ÉPOCA – O disco novo foi feito em parceria com a empresa de cosméticos Natura. Como se deu essa relação do artista com a empresa?
Gil – A Natura é uma parceira antiga, há alguns anos, no camarote do carnaval da Bahia. Recentemente eles desenvolveram um projeto musical, com Lenine, Marisa Monte, Arnaldo Antunes... A, b, c... chegou a hora do Gil também (risos). A empresa facilita para nós o problema da comercialização, e a parceria acaba baixando o preço do disco.

ÉPOCA – Não vai ligar se baixarem seu disco de graça na internet?
Gil – Não. Sou apologético do mundo digital. Tem mais é que divulgar, até porque eu já fui pago pela Natura para fazê-lo. Eu não tenho mais custos, está pago. O que o fã pode me dar é um bônus por valor artístico, me pagar pelo artista que sou, e não pelo produto. Ainda não é uma solução para a maioria, só para alguns que já tem tamanho no mundo da música. Mas pode ser replicado e aprimorado.

ÉPOCA – Existe alguma ingerência da empresa no conteúdo artístico?
Gil – Não. A mentalidade da empresa é um conceito diferente, de responsabilidade social. O artista é um valor agregado. À Natura, não interessa divulgar a marca, mas sim agregar um valor artístico constituído. Nem todos os artistas têm condições de criar esse campo de critérios e manejá-los com essa visão de gestão. Mas muitos, como eu, são laboratórios. Temos que fazer para os que estão chegando aí. É preciso reconstruir a indústria fonográfica. No futuro, vejo mais microprojetos, parcerias reais entre corporações e artistas, contemplando interesses mútuos.

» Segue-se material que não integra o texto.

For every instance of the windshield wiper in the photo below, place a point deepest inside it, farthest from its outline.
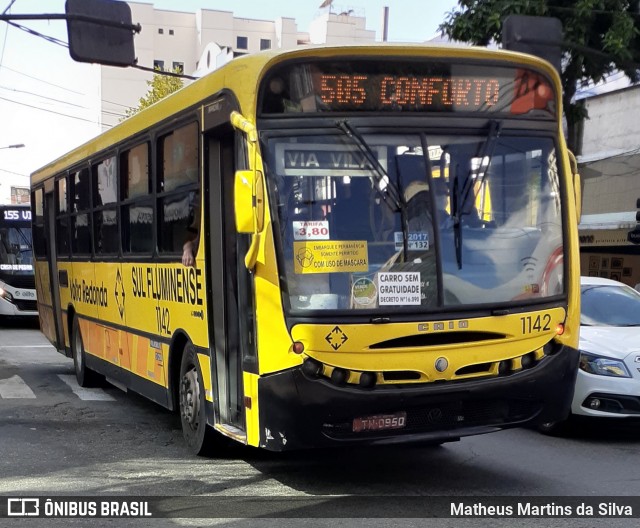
(380, 180)
(461, 197)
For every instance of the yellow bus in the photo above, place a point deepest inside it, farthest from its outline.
(383, 239)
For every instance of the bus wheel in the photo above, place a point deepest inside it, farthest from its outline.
(193, 416)
(85, 376)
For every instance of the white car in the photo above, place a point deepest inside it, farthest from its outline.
(608, 382)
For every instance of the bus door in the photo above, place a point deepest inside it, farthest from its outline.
(230, 299)
(50, 237)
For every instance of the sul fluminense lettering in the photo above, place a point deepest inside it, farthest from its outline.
(183, 285)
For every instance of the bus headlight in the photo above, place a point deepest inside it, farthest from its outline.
(603, 366)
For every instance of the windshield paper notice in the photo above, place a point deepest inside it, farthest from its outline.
(333, 256)
(399, 288)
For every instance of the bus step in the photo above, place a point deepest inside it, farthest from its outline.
(232, 431)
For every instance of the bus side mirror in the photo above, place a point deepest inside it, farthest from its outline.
(577, 185)
(243, 197)
(249, 201)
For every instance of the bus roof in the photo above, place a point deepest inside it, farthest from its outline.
(240, 76)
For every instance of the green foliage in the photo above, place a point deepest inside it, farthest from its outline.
(600, 36)
(159, 87)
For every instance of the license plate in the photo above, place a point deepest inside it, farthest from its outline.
(380, 422)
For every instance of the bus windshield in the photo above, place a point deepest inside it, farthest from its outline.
(16, 248)
(416, 221)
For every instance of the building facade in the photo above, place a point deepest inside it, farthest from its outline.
(610, 172)
(197, 43)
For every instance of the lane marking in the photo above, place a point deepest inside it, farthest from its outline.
(15, 387)
(83, 393)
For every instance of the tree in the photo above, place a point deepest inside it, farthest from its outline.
(159, 87)
(600, 36)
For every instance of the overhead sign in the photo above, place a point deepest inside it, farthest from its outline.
(16, 215)
(634, 236)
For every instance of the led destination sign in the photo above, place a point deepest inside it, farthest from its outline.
(415, 91)
(407, 86)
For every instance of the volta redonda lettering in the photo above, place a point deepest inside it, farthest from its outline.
(183, 285)
(89, 293)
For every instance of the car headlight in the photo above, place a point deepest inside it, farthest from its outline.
(603, 366)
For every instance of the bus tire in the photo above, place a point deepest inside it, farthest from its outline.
(193, 417)
(85, 376)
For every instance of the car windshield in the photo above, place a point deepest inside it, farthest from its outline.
(605, 305)
(415, 221)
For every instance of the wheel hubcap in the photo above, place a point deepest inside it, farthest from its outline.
(190, 398)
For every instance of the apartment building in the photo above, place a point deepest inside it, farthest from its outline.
(197, 43)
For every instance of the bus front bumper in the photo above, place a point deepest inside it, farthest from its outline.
(299, 412)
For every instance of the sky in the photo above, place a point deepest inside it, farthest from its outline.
(49, 103)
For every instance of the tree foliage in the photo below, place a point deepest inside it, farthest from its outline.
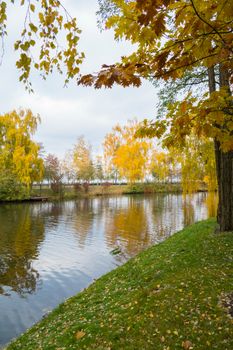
(126, 154)
(172, 39)
(82, 160)
(19, 154)
(47, 25)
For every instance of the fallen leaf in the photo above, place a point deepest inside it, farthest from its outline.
(80, 335)
(187, 344)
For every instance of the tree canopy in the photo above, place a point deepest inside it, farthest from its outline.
(47, 41)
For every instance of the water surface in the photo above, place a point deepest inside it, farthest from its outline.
(50, 251)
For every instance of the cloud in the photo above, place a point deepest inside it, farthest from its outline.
(69, 112)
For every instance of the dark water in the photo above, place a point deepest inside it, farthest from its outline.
(50, 251)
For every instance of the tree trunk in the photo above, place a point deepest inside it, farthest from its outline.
(224, 165)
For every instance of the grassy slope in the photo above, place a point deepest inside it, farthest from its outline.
(166, 296)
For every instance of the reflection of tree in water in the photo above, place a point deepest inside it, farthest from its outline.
(84, 217)
(21, 232)
(188, 210)
(127, 227)
(166, 215)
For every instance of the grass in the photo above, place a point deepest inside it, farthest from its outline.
(169, 297)
(100, 190)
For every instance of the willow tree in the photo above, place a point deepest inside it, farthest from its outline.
(172, 38)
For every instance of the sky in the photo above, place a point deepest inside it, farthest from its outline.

E não mais apenas os interesses da gravadora, com artistas como peças na linha de montagem.

ÉPOCA – É ano de eleição, e você apóia abertamente uma das candidatas. Pensa em voltar a fazer política?
Gil – Não... (pensa um pouco). O que não significa que eu não venha a pensar no futuro. Até porque eu já me meti no passado, eu já servi o exército, e estou na reserva, com carteirinha de reservista (risos). Eu até disse à Marina (Silva, pré-candidata a presidente pelo PV): “Vou com você, mas me poupe”. A candidatura dela chegou a pensar em me colocar como vice na chapa, mas eu disse que não.